IAMSE Winter 2018 WAS Session 4 Highlights

In case you missed yesterday’s Webcast Audio Seminar (WAS) Session, here are the highlights of this session:

Continuity, LICs and Competency-based Education
Presenter: Molly Cooke, MD, MACP
February 1, 12 PM ET

Today’s Goals

  • What actually happens in a Longitudinal Integrated Clerkships (LICs)
  • Outcomes of Longitudinal Integrated Clerkships (LICs)
  • How Longitudinal Integrated Clerkships (LICs) support competency-based medical education

What actually happens in a LICs?

LICs move away from the Block Clerkships.

  • For example: one week in a LIC at UCSF may have the students spend ½ day in each of family medicine, internal medicine, surgery clinic, pediatrics, neurology and surgery OR.
  • The week also includes “white space” which allows the student to study on their own, follow up with a patient or to prepare for case presentations, etc.

LIC can be somewhat overwhelming for the student. Over time during the year, their preceptor burden decreases as their confidence increases.

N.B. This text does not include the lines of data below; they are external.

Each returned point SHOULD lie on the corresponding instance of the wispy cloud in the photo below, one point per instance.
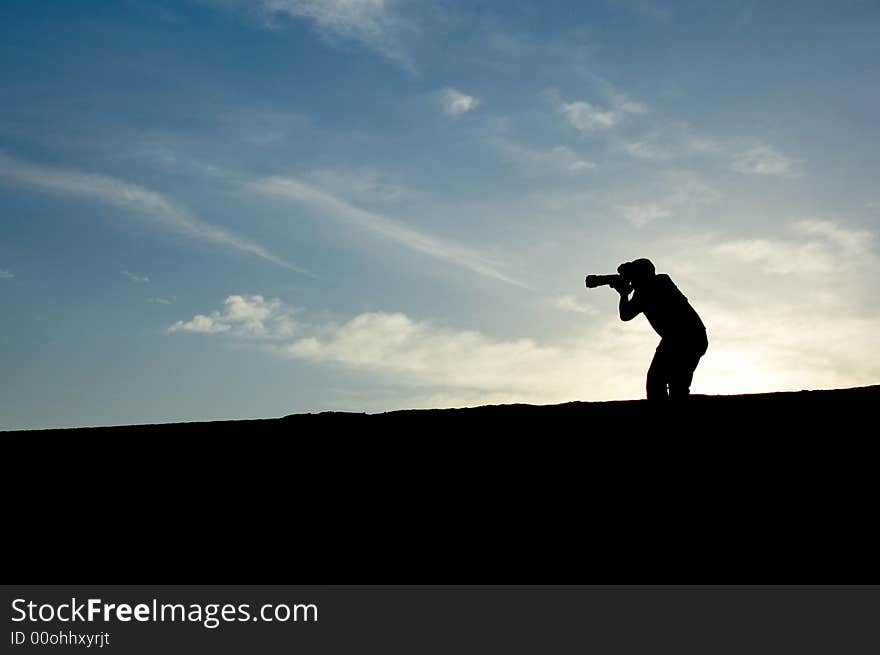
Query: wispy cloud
(641, 215)
(376, 24)
(572, 304)
(249, 316)
(159, 210)
(137, 279)
(417, 354)
(765, 160)
(586, 117)
(299, 192)
(785, 316)
(455, 103)
(680, 191)
(559, 160)
(814, 247)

Learning Map for the student with the same patient over the course of the year. Over the year the student gains a great understanding of who this patient truly is. Starts to see the person with a diagnosis and not in an isolated way!

First few encounters

  • Gathering and documenting clinical information

Early focus

  • Increasing emphasis on diagnostic skills

Mid-year focus

  • Increasing emphasis on management skills

End of the year

  • Highlight system of case and quality issues

Keep feature of LICs is Continuity.

Five steps:

  1. With curriculum (which is the patient)
  2. With peers
  3. With site and staff
  4. With preceptor
  5. With patients

Overview of the Outcomes of LICs

  • Improve learning outcomes and psychological outcomes of the students
    • More mentoring
    • Better learning atmosphere
    • Better quality of feedback
    • Better quality of clerkship overall
    • Don’t show the “binge and purge” format normally seen in the Block Format
    • Show better retention of specialty knowledge over the course of the year.
    • Tend to “de-silo” specialty knowledge
  • Improve the patient’s experience
    • The patient feels better quality of care
    • The patient feels comfortable with the medical student and is a liaison between the patient and the doctor.
    • The patient feels the student is learning and growing with them.
  • Improve the preceptor’s experience
    • Get to know their students better
    • Know the student well enough to tailor their teaching and provide more individualize mentoring.

How Longitudinal Integrated Clerkships (LICs) support competency-based medical education

  • LICs support competency-based education

Van Melle’s Core Components of Competency-Based Medical Education

  1. Competencies required for practice are clearly articulated.
  2. Competencies are arranged progressively.
  3. Learning experiences facilitate the progressive development of competencies.
  4. Teaching practices promote the progressive development of competencies.
  5. Assessment practices support and document the progressive development of competencies.

Curiosity-drive learning

  1. Clinical medicine, including the presentation, differential diagnosis and management of the conditions seen in practice.
  2. The basic science foundations of clinical findings, disease pathogenesis, evidence-based medicine and treatments.
  3. Emotional and psychosocial issues (ours and the patients’).
  4. The clinical microsystem, community resources and barriers and the larger US health system.